14  Introduction

When we look at a network, we don’t just want to describe what we see. We want to understand why the connections exist and how they shape the bigger picture. That’s where statistical network models come in. Unlike purely descriptive approaches, models enable us to infer the underlying processes that generate network structures.

What makes modeling a powerful statistical tool is that they don’t just summarize the data we already have, but instead dig deeper to uncover the hidden rules that shape the network. They let us test ideas, explore patterns, and even predict how networks might evolve. Of course, no model can fully capture the complexity of the real world, but they provide useful blueprints for understanding the mechanisms forming and driving the system.

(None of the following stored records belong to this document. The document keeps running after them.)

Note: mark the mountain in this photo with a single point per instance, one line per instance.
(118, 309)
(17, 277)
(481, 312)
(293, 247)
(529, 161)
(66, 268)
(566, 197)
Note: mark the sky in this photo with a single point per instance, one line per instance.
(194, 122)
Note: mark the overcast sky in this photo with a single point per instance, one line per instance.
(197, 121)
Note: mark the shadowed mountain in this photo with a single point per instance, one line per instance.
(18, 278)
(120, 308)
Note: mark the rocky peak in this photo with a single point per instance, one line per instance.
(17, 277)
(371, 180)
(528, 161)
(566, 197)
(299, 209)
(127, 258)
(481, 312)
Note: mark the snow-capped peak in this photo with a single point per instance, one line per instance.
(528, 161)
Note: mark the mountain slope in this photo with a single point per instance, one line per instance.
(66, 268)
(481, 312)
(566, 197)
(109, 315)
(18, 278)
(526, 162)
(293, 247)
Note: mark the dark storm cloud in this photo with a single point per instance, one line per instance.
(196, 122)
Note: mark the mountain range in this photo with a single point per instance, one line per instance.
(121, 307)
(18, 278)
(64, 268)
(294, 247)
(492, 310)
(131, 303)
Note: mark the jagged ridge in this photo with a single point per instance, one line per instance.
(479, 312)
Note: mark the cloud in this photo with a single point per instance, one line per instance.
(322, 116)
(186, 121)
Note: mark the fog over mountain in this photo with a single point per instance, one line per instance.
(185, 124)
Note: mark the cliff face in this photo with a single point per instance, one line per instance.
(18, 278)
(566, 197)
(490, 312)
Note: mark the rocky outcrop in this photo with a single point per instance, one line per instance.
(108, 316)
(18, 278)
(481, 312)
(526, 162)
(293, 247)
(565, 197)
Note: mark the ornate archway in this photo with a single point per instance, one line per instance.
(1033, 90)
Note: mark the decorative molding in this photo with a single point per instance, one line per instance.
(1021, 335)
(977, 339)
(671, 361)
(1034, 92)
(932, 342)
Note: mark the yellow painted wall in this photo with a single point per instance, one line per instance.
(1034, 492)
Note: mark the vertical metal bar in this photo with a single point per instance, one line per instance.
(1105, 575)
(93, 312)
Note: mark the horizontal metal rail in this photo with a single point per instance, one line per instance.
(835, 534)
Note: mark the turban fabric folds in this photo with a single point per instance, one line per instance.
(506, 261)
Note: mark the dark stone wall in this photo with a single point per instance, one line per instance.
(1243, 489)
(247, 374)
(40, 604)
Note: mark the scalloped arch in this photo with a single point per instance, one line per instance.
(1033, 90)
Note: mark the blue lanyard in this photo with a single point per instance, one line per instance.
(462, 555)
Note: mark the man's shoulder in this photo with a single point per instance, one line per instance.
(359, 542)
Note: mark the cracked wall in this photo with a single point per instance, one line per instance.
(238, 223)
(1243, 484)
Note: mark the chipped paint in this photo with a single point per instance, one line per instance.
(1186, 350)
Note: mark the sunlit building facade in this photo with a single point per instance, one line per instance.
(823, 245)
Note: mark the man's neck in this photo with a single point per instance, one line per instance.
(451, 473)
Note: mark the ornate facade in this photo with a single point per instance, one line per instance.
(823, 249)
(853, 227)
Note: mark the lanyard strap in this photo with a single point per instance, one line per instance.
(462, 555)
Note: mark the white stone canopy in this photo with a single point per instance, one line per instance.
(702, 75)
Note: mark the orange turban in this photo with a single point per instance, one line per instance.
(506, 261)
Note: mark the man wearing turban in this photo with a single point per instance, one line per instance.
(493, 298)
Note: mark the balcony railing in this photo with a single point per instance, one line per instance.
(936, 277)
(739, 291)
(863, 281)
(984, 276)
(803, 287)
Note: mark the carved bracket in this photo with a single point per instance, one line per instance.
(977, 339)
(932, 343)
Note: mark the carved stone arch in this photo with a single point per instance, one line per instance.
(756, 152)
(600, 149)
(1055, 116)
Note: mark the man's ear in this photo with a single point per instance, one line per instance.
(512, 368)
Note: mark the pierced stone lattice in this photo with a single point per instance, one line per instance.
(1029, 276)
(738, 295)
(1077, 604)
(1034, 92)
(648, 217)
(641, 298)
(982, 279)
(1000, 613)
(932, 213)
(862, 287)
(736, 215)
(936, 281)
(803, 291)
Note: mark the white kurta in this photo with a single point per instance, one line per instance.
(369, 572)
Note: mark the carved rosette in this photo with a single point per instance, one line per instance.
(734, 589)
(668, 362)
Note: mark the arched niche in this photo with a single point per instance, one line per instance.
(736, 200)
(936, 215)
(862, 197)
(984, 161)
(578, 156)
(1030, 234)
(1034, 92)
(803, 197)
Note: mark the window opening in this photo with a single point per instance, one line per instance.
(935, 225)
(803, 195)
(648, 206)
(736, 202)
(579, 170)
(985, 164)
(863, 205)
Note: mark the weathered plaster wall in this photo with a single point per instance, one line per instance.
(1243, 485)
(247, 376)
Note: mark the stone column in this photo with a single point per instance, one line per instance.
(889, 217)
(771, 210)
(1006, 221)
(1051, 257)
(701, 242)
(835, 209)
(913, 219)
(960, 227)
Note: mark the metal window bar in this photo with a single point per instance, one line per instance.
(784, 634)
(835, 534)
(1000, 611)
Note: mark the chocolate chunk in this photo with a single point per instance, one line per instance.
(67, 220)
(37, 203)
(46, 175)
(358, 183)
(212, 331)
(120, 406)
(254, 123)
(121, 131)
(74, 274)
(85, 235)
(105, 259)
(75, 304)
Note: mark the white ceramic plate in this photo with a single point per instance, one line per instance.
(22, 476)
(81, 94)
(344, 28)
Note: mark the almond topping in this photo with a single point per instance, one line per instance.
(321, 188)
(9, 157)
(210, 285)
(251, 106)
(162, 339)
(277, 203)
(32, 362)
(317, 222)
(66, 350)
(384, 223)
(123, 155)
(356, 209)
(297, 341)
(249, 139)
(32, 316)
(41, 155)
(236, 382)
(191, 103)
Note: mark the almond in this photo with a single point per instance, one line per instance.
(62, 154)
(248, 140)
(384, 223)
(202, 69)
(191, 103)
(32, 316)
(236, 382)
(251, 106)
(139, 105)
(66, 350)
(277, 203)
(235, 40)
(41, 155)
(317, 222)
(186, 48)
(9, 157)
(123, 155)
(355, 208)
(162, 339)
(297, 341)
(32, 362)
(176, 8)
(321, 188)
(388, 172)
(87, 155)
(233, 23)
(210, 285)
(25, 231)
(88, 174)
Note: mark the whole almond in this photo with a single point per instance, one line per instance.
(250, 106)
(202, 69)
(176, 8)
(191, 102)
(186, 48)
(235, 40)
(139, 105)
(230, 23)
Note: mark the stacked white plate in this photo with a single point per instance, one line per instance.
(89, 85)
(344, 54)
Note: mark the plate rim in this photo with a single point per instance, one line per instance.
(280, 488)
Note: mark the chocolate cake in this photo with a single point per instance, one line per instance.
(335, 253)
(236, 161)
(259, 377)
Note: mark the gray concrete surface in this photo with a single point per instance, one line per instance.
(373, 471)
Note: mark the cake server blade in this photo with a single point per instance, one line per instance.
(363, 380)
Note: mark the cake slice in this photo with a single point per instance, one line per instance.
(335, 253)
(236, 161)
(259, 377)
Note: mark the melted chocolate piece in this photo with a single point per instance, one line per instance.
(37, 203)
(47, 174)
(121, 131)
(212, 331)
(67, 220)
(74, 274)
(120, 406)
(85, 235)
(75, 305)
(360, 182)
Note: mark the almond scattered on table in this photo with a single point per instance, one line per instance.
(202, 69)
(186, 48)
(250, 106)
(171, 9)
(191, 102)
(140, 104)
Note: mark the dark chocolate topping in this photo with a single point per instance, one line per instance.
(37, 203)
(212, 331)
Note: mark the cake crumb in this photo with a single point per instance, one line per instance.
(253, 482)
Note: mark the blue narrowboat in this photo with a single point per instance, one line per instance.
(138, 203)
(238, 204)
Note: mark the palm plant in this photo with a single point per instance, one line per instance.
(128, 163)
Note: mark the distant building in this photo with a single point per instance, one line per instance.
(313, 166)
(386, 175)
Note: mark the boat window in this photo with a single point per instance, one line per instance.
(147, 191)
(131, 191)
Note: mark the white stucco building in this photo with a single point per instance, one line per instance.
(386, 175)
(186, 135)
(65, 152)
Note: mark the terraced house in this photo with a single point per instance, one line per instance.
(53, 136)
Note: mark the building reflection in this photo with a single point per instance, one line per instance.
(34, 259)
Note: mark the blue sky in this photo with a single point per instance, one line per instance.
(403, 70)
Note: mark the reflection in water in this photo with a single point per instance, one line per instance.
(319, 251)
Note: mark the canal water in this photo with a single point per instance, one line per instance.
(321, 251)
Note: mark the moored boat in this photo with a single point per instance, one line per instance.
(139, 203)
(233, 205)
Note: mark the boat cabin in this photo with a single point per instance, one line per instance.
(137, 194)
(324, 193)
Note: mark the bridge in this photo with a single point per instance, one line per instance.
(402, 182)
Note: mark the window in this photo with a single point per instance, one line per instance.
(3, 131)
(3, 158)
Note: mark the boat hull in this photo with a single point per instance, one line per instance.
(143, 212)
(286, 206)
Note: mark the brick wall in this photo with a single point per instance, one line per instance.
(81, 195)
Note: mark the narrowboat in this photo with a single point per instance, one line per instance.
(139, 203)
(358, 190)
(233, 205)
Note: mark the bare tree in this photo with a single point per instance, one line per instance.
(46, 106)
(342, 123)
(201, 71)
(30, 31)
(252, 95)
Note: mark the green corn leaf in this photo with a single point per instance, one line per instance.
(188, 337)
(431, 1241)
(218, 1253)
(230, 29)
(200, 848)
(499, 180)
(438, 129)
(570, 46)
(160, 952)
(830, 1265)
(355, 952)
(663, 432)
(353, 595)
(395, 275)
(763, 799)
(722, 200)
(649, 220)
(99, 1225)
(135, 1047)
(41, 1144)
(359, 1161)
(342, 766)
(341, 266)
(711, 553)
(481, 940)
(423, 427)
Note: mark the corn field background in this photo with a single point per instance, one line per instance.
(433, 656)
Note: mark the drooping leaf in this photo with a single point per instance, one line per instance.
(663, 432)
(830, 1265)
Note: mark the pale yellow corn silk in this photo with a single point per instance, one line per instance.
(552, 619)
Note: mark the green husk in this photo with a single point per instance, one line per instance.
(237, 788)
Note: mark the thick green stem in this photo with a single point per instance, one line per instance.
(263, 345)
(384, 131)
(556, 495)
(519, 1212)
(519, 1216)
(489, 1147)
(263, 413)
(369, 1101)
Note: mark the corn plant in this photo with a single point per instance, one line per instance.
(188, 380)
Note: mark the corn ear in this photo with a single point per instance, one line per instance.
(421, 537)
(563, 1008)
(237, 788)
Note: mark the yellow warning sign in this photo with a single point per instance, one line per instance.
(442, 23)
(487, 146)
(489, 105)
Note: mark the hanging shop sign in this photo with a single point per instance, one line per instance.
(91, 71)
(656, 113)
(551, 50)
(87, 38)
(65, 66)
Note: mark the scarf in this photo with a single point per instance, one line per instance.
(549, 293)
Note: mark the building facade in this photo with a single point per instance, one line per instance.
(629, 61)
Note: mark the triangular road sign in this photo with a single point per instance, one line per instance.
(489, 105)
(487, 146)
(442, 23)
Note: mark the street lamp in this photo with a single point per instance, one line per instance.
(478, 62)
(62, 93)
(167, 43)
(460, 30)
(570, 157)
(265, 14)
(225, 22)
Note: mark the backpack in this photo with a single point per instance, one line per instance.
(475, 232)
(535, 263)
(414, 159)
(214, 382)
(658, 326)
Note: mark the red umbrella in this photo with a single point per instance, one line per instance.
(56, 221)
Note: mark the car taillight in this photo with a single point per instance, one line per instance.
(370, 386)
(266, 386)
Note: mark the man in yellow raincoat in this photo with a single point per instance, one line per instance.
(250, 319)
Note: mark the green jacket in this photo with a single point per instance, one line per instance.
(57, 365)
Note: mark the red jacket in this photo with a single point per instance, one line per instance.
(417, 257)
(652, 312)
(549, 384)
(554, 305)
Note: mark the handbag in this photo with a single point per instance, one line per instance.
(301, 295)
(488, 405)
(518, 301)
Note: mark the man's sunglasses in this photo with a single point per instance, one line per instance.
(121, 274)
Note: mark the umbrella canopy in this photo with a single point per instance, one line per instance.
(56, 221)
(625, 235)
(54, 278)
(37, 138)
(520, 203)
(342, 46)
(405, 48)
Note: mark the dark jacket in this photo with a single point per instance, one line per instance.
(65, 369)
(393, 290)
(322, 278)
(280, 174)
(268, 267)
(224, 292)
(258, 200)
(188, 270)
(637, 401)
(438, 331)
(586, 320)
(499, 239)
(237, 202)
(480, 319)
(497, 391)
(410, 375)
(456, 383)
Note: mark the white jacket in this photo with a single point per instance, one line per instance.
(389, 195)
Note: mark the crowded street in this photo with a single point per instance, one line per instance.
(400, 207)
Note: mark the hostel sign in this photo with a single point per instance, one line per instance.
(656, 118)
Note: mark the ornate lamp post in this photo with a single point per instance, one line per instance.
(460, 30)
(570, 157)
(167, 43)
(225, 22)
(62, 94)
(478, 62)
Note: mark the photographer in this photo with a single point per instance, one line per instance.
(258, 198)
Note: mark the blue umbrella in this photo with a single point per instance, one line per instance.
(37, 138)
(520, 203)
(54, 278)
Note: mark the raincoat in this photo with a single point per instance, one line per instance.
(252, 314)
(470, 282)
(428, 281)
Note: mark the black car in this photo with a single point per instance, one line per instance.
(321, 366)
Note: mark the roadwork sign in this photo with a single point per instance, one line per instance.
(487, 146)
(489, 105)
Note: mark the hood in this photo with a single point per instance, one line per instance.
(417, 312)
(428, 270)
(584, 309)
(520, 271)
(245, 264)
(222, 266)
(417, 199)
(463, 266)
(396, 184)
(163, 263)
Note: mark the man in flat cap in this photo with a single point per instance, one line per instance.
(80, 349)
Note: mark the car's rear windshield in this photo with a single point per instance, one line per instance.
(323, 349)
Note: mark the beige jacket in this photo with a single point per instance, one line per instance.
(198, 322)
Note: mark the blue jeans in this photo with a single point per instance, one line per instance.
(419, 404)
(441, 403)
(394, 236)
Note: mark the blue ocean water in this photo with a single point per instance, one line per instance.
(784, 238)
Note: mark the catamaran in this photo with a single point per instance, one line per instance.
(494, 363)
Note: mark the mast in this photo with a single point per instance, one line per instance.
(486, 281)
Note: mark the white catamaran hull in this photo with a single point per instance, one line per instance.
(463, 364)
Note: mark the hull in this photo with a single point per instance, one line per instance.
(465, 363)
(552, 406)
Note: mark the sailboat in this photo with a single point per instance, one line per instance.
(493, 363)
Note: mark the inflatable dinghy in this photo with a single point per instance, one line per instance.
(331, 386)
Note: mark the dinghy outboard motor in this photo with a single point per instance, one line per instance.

14.1 The Challenges of Network Modeling

Most traditional data analysis treats the world like a collection of independent units; people, companies, events, each with their own neatly packaged characteristics. This monadic approach assumes that what happens to one entity has no impact on another, much like strangers sitting silently in a waiting room. This assumption, known as independent and identically distributed (i.i.d.) data, underlies most statistical models.

But network data laughs in the face of independence. Here, the unit of observation isn’t the individual, but the relationships between them; whether it’s friendships, collaboration or trade agreements. These relationships (or ties) don’t exist in isolation; they overlap, influence each other, and evolve in complex ways. When walking down the street, you do not let the flip of a coin determine whether you will befriend a by-passer or not.

A defining feature of network data is that one tie can change the likelihood of another forming. Think of social circles: if Alice and Bob are both friends with Carol, odds are Alice and Bob will become friends too. This phenomenon (triadic closure), explains everything from friend groups to why your LinkedIn keeps suggesting you connect with your ex’s new colleague.

Unlike spatial or temporal dependencies, where values near each other in space or time are correlated, network dependencies aren’t just noise to correct for; they’re the main event. Instead of being a nuisance, these dependencies are precisely what we study to understand how networks form and evolve.